Même si les commissions des valeurs mobilières ont conclu que les faits de cette affaire ne permettaient pas de conclure qu’il s’était formé une relation d’alliés, les motifs permettent d’établir une distinction entre les parties en opposition dans le cadre d’une opération et les actionnaires et initiateurs qui coordonnent leurs efforts afin d’atteindre un résultat planifié. Les motifs laissent la porte ouverte à une conclusion différente dans un certain nombre de situations. Par exemple :

  • Teneur des renseignements. Les commissions des valeurs mobilières ont laissé entendre que la communication de renseignements importants qui n’ont pas été rendus publics pourrait permettre de conclure qu’il existe une relation d’alliés. Si une telle communication est « claire et importante, cela pourrait suggérer un degré de coopération qui permettrait de conclure que les actionnaires sont de mèche avec l’initiateur et participent à la planification de l’offre dans une mesure qui va au-delà d’une recherche légitime de maximisation du prix et de la liquidité de leurs actions. »
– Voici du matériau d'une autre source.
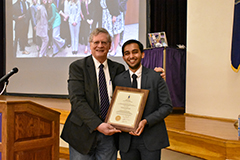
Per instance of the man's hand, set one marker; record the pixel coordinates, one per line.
(140, 128)
(107, 129)
(159, 69)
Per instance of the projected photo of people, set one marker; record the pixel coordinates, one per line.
(61, 28)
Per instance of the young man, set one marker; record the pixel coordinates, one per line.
(151, 135)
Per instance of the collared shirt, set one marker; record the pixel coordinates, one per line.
(139, 76)
(107, 76)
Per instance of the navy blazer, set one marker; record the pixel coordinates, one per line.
(158, 106)
(79, 129)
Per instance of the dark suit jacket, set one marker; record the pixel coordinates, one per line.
(158, 107)
(79, 129)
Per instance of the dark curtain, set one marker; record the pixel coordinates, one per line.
(2, 40)
(169, 16)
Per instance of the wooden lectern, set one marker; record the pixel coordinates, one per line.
(28, 131)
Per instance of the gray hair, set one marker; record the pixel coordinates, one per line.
(96, 31)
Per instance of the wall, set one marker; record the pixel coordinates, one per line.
(212, 87)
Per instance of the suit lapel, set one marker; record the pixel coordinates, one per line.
(127, 79)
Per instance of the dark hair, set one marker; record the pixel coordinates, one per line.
(140, 45)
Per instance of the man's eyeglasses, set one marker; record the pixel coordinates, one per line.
(98, 42)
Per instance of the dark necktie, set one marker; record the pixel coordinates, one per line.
(134, 83)
(104, 100)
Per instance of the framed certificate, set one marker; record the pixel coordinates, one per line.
(126, 108)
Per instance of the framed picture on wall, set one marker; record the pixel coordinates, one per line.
(158, 39)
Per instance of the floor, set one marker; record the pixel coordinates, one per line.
(170, 155)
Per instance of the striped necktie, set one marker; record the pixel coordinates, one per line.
(104, 100)
(134, 82)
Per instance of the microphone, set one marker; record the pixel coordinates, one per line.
(6, 77)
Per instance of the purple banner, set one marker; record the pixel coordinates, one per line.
(0, 128)
(0, 133)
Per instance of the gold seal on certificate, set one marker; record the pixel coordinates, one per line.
(126, 108)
  • Offres concurrentes. Les circonstances dans lesquelles a lieu la communication des renseignements importants qui n’ont pas été rendus publics sont tout aussi importantes que la teneur des renseignements communiqués. Si la communication d’information privilégiée à un initiateur lui confère un avantage quant au moment du dépôt de son offre en présence de deux ou de plusieurs offres concurrentes ou empêche une enchère d’avoir lieu ou fait par ailleurs obstacle à l’exercice du droit des actionnaires de décider entre des offres concurrentes, les commissions des valeurs mobilières sont considérablement plus susceptibles d’ouvrir la porte à des recours visant à garantir des conditions équitables.
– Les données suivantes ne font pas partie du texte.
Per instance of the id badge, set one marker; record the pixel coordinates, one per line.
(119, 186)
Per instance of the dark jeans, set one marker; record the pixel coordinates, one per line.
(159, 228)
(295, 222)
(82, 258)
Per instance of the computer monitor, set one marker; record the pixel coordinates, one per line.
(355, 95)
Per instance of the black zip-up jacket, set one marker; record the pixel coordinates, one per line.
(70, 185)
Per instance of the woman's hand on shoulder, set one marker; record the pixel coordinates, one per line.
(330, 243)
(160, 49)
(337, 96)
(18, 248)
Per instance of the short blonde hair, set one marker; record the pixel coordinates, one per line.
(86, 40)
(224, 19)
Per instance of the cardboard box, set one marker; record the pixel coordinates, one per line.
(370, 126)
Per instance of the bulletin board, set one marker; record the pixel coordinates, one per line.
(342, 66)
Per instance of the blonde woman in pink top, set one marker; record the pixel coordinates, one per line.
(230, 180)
  • Avantages spéciaux. La preuve que les actionnaires ayant convenu d’un dépôt reçoivent des avantages autres qu’un meilleur prix et une plus grande liquidité et qui créent un déséquilibre entre leurs intérêts et ceux des autres actionnaires pourrait permettre de conclure qu’il existe une relation d’alliés (en plus, bien sûr, d’être pertinente dans le cadre de l’analyse d’ « avantages accessoires » au terme du Règlement 61-101). II s’agit d’un nouvel élément dont il faudra tenir compte dans le cadre de l’analyse de la relation d’alliés. Il sera intéressant d’en voir l’application dans les décisions à venir.
  • Incidence des conventions de dépôt. Même si elles reconnaissent que les conventions de dépôt sont bien établies dans le domaine des fusions et acquisitions, les commissions des valeurs mobilières se réservent le droit d’invoquer leur compétence en matière d’intérêt public quant aux modalités des conventions de dépôt et quant au contexte dans lequel elles sont utilisées dans des affaires futures. Il reste donc à savoir si les conventions de dépôt qui renferment des dispositions hors-normes ou exceptionnellement contraignantes ou qui transfèrent de fait les droits de vote à l’initiateur ne pourraient pas soutenir la thèse qu’il existe une relation d’alliés.

1 Se reporter au bulletin de Davies daté du 3 janvier 2018, intitulé Les Commissions des valeurs mobilières se prononcent à l’égard de l’offre hostile opposant Aurora et CanniMed et au bulletin de Davies daté du 20 mars 2018, intitulé Affrontements sur l’herbe (partie II) : Pilules empoisonnées stratégiques et conventions de dépôt dans le cadre d’offres hostiles.